LONDON

Royal Bank of Scotland Group Plc rose to a 12-month high in London trading after scrapping plans to sell its Williams & Glyn banking unit, removing one of the lender’s biggest obstacles to paying dividends and cutting the UK government’s stake.

Britain’s largest taxpayer-owned bank may have reached a “turning point” after running up expenses of about £1.8 billion (Dh8.08 billion; $2.2 billion) trying to dispose of the 314-branch lender in order to meet European Union antitrust rules, analysts at Deutsche Bank AG led by David Lock wrote in a note to clients on Monday. The shares gained as much as 6.5 per cent and were up 15.4 pence to 257.8 pence as of 11:00am, the biggest advance among major UK banks.

Investors are optimistic that RBS is closer to resolving some of the biggest issues that have weighed on the stock, even if it means a greater loss in 2016 results. The bank will take a 750 million-pound provision as part of a new plan to address its EU mandate to sell Williams & Glyn, which will include paying rivals to take on its customers. The fourth quarter will also include a £3.1 billion charge tied to a US probe into sales of mortgage securities.

“Addressing these non-operating issues in 2017 should provide a clearer path towards the normalisation of the business, and also brings forward our expectations of dividend resumption” to the end of 2017, Rohith Chandra-Rajan, an analyst at Barclays Plc, wrote in a note to investors. The bank was raised to equal weight from underweight by Barclays.

Post loss

RBS is now expected to post a loss of about £6.5 billion for 2016, according to the Deutsche Bank analysts. That would be the bank’s ninth straight annual deficit and bring total losses since the financial crisis to more than £58 billion pounds. Chief Executive Officer Ross McEwan told the Financial Times in an interview he expects the bank to return to statutory profit in 2018 after more than a decade of losses.

RBS has struggled to spin off Williams & Glyn, which it agreed to do in 2009 after receiving £45.5 billion pounds of state aid during the financial crisis. The European Commission is now considering allowing the Edinburgh-based lender to keep the unit and instead set aside money to help rival lenders lure its clients and provide “dowries” to smaller challenger banks in order to enhance competition in business banking, RBS said on Friday.
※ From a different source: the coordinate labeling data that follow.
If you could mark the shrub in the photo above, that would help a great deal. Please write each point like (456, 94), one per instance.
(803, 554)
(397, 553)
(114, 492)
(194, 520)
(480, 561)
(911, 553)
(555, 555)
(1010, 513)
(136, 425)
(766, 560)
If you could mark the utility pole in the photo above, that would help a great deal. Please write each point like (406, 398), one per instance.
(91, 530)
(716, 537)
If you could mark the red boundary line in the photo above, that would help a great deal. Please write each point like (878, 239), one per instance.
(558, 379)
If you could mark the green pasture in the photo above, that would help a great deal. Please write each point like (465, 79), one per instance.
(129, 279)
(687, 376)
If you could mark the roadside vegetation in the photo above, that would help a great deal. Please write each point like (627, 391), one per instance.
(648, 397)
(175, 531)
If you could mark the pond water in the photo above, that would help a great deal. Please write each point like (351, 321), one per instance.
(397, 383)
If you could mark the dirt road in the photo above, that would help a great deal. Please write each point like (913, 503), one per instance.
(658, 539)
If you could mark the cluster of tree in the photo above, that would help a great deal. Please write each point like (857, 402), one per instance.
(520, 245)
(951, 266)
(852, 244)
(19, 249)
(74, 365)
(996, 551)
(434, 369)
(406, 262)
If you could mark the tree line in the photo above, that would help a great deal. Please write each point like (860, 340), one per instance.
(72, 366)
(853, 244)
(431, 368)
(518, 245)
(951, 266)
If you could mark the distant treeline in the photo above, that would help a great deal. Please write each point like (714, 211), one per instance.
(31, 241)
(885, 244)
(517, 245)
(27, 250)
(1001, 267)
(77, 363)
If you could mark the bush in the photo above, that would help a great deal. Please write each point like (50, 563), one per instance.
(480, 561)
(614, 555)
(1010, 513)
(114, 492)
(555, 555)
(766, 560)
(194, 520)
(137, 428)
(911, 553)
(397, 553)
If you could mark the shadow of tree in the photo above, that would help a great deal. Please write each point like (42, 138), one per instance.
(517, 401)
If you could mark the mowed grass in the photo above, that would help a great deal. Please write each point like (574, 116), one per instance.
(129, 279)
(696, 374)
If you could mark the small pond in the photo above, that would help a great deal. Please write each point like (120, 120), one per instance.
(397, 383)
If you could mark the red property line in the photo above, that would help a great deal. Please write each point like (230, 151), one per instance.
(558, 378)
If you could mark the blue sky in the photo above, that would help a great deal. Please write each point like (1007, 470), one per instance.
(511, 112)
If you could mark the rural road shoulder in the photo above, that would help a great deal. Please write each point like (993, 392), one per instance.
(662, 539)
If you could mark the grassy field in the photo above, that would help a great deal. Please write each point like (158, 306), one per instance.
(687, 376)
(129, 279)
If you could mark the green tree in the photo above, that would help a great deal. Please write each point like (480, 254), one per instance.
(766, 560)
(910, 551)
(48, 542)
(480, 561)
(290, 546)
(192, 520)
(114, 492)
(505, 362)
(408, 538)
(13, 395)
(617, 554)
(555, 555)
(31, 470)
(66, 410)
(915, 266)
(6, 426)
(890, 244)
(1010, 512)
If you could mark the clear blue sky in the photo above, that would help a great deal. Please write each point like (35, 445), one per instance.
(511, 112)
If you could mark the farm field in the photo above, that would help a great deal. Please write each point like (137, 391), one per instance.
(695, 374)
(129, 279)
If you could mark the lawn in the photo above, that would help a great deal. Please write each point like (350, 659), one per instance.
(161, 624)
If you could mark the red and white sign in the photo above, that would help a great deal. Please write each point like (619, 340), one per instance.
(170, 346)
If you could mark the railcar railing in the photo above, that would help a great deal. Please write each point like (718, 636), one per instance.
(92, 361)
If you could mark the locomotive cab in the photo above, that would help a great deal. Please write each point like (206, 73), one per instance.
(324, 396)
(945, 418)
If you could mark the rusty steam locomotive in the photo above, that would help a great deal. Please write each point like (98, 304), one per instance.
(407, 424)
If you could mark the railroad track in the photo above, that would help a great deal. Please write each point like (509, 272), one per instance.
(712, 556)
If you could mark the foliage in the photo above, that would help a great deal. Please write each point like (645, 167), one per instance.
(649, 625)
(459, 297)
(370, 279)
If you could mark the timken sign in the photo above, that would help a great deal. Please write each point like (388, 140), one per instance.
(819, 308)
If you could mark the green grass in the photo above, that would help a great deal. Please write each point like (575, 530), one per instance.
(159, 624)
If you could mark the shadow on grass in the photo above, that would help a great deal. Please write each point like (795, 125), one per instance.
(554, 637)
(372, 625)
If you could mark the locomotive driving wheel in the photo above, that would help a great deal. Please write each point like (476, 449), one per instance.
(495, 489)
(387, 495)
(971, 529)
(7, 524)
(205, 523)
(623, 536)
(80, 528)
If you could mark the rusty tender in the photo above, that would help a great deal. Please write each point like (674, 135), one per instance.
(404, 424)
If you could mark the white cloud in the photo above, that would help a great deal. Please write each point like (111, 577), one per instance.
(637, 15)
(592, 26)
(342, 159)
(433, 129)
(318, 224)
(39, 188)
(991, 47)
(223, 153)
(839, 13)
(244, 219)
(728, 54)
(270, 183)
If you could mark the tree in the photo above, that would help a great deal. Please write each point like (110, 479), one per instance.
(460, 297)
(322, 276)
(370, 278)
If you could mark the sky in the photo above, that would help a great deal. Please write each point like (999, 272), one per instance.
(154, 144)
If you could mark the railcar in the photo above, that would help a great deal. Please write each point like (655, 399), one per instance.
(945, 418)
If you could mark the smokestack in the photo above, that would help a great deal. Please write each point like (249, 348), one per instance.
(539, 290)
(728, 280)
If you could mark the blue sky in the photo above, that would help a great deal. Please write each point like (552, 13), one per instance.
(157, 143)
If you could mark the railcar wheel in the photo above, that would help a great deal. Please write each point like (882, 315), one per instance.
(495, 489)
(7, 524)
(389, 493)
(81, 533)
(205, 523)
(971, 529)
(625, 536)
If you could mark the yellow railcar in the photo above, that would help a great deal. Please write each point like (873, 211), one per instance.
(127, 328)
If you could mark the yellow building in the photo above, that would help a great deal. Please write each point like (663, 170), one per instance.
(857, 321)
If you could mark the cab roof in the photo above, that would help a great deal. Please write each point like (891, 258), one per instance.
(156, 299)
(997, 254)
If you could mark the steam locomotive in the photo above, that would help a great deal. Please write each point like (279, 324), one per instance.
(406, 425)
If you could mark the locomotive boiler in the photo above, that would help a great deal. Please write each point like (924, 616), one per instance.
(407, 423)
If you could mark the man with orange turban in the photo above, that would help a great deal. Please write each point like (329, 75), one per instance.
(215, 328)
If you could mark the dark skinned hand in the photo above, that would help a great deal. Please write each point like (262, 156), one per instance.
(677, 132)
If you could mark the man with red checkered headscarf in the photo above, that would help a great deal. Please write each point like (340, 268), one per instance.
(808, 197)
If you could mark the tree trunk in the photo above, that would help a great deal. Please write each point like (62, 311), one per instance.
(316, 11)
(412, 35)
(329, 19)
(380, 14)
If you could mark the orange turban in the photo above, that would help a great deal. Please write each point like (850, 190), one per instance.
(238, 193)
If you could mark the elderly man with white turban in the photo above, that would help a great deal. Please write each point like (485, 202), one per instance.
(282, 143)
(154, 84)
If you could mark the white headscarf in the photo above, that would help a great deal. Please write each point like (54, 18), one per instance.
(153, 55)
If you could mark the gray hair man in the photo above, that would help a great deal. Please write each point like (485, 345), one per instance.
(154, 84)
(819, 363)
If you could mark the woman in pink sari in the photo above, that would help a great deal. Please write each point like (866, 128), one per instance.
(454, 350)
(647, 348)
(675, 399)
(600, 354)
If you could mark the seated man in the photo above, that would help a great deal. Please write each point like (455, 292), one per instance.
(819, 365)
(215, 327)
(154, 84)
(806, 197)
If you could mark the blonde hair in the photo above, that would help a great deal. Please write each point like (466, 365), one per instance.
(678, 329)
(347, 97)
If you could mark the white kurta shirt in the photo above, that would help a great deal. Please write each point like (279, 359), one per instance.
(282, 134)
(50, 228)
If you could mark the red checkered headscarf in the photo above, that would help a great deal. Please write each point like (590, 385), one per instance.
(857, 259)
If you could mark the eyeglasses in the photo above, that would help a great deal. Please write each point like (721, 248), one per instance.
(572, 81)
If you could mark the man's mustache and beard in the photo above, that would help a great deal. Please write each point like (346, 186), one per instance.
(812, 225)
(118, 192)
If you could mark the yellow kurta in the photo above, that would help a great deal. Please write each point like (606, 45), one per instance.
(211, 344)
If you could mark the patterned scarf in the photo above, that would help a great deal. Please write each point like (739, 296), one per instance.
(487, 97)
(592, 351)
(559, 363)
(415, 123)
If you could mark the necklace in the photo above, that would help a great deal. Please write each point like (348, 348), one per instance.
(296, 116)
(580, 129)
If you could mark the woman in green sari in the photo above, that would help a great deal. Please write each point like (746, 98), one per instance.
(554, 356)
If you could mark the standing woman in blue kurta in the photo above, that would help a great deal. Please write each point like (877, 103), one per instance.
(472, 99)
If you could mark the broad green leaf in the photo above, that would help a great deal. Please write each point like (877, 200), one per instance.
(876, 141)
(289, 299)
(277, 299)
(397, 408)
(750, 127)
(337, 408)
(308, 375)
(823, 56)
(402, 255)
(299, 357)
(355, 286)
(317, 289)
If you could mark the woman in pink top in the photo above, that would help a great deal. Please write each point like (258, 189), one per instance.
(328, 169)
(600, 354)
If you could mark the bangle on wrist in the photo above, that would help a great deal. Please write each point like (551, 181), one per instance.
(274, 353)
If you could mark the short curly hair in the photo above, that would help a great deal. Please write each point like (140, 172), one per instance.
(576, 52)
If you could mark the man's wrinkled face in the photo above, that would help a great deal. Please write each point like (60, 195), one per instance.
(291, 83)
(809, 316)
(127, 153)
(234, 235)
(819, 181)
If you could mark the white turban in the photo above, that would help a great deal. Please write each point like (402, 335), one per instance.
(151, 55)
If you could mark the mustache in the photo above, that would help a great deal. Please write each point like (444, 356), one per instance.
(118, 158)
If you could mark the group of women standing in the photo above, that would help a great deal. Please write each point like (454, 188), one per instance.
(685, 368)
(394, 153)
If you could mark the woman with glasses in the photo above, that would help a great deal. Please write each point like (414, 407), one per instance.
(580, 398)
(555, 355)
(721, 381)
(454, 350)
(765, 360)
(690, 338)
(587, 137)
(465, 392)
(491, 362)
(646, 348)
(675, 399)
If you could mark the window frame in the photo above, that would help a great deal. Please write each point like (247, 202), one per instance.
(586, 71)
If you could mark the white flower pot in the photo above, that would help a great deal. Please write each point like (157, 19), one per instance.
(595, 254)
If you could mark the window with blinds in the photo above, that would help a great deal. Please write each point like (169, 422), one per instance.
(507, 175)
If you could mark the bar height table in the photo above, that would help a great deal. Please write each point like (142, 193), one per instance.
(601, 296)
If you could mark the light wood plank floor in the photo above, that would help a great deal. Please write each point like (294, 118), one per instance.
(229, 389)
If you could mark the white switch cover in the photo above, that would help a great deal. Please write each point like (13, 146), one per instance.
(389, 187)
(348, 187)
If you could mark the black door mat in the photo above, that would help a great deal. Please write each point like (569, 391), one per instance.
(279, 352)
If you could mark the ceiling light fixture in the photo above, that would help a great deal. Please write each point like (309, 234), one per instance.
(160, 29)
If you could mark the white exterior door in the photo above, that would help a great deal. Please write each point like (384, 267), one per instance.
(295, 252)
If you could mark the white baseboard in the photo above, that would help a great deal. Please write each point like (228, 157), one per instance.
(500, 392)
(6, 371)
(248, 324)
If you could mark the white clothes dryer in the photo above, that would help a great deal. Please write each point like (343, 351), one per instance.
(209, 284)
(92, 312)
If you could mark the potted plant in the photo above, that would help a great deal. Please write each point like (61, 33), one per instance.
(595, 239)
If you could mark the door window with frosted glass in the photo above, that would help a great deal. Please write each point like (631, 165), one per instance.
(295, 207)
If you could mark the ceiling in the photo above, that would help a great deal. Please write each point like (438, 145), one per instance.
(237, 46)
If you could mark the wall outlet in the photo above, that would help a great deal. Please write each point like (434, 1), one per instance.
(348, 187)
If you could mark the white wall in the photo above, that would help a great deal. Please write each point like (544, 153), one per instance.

McEwan has previously described selling Williams & Glyn and settling the US. Department of Justice probe into the bank’s sale of mortgage bonds as two key roadblocks to paying dividends. Acceptance of the new proposals by the EU could help accelerate the return of capital to investors, according to analysts at UBS Group AG led by Jason Napier.

Foregone conclusion?

While keeping Williams & Glyn comes at a cost, the division includes profitable lending to small-and medium-sized businesses that could bolster earnings for RBS amid dwindling income from mortgage loans because of low interest rates. RBS could see a 12 per cent uplift to earnings per share in 2019, analysts at JPMorgan Chase & Co. including Raul Sinha wrote in a note to clients with an underweight rating on the shares.

Some analysts were sceptical that paying rivals to take RBS’s clients will result in increased competition. “We wouldn’t expect that many SMEs will jump at the opportunity to be offloaded to a challenger bank, dowry or no dowry,” Sandy Chen, an analyst at Cenkos Securities Plc wrote in a note to clients.

The plan put forward by the UK. Treasury on behalf of RBS comes just as Prime Minister Theresa May prepares to trigger Article 50 to begin Britain’s exit talks with the 28-nation trading bloc.

“We would caution that the EC Commission still needs to agree” to the UK. Treasury proposals and “the devil will be in the detail” of the terms of the deal, Andrew Coombs, an analyst at Citigroup Inc., wrote in a note to clients.